Proposed bill seeks approval in Congress
by Christopher Livingston
The Obama administration expects October to bring in a new jobs bill, as long as the Republicans are on the same page.
The American Jobs Act, a plan introduced early September, is meant to tackle the 9.1 unemployment rate in the country by providing more jobs for Americans. The plan is expected to cost $447 billion to implement.
Highlights of the proposed act include cutting $240 billion in payroll taxes among businesses that hire new employees, investing money to keep teachers, firefighters and police officers employed, and modernization of schools.

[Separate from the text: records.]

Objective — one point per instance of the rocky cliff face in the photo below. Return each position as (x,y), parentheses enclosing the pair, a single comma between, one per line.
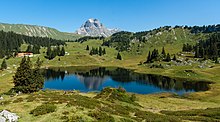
(93,27)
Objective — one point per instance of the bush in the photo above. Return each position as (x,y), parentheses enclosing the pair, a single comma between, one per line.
(120,94)
(101,116)
(43,109)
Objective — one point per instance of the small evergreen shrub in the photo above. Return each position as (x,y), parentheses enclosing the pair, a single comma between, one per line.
(43,109)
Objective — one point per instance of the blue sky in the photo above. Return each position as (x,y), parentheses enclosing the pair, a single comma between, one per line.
(130,15)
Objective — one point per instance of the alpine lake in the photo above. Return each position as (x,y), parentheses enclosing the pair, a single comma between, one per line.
(94,79)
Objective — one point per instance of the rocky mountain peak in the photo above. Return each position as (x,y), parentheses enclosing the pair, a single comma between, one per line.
(93,27)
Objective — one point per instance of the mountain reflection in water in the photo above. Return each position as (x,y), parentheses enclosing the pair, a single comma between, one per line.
(98,78)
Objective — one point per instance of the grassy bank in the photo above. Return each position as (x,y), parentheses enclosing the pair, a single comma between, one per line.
(153,103)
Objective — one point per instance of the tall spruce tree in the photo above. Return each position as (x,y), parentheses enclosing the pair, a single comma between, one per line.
(87,47)
(3,65)
(103,51)
(149,57)
(168,59)
(26,79)
(174,57)
(163,52)
(29,49)
(62,53)
(100,51)
(119,56)
(38,79)
(23,76)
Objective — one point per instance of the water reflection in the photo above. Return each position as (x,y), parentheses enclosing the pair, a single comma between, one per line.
(97,78)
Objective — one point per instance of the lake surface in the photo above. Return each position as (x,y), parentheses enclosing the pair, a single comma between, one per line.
(87,79)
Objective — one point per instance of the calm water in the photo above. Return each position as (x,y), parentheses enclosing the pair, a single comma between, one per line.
(87,79)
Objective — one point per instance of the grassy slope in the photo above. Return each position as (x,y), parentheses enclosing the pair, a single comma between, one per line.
(154,103)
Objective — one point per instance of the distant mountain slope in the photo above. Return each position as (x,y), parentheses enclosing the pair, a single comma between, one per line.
(33,30)
(128,41)
(94,27)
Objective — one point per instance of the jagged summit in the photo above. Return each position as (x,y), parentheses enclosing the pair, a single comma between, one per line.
(93,27)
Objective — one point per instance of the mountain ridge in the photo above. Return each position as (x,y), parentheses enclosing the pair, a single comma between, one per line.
(37,30)
(93,27)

Among Democrats, the bill is widely approved. “The president’s bill will create jobs now,” said Rep. Debbie Wasserman-Schultz, D-Fla. “It will be easier for students to find job opportunities and it will also help middle-class families.”
The Republicans agree with the tax cuts included in the bill, but are slow to embrace the increase in spending.

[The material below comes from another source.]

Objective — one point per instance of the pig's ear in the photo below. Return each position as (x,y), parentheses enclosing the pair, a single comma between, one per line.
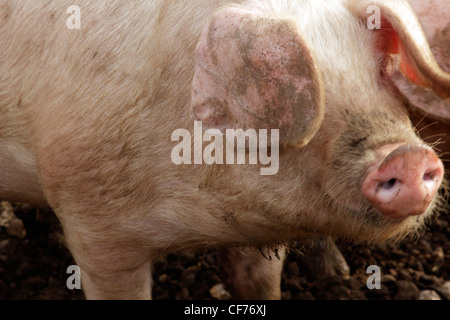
(402,34)
(255,72)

“[T]he temporary relief proposed by the President must not cause unforeseen harm to the economy 15 monhths from now and it shouldn’t be offset with permanent tax increases,” House Republican leaders stated in a memo.
Republican Rep. Louie Gohmert of Texas proposed his own “American Jobs Act” in the House on September 14, saying that his version of the bill will simply eliminate the taxes on American companies for goods made here, according to CBS News.

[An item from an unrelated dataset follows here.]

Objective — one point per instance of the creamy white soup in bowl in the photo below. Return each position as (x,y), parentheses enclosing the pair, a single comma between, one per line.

Eliminating the corporate tax would prevent jobs from being shipped overseas, promote capital investment and attract businesses to America, according to Gohmert.
“Unlike President Obama’s bill, which clocks in at 155 pages, the American Jobs Act is only two pages,” Gohmert stated. “If we really want to create jobs and grow the economy, we must pass ‘The American Jobs Act’ now.”
Obama added his own twist for the campaign on the jobs bill: he held a speech at the bridge connecting the home states of the top Republicans in Congress.
The Brent Spence Bridge, which connects Ohio (home state of House Speaker John Boehner) and Kentucky (home state of Senate Minority Leader Mitch McConnell) at the Ohio River, is in need of a replacement, according to the Columbus Dispatch.
Obama seized the opportunity to use the bridge as an example of an improvement the bill could create.
“Mr. Boehner, Mr. McConnell, help us rebuild this bridge,” he said during his speech. “Help us rebuild America. Help us put construction workers back to work. Pass this bill.”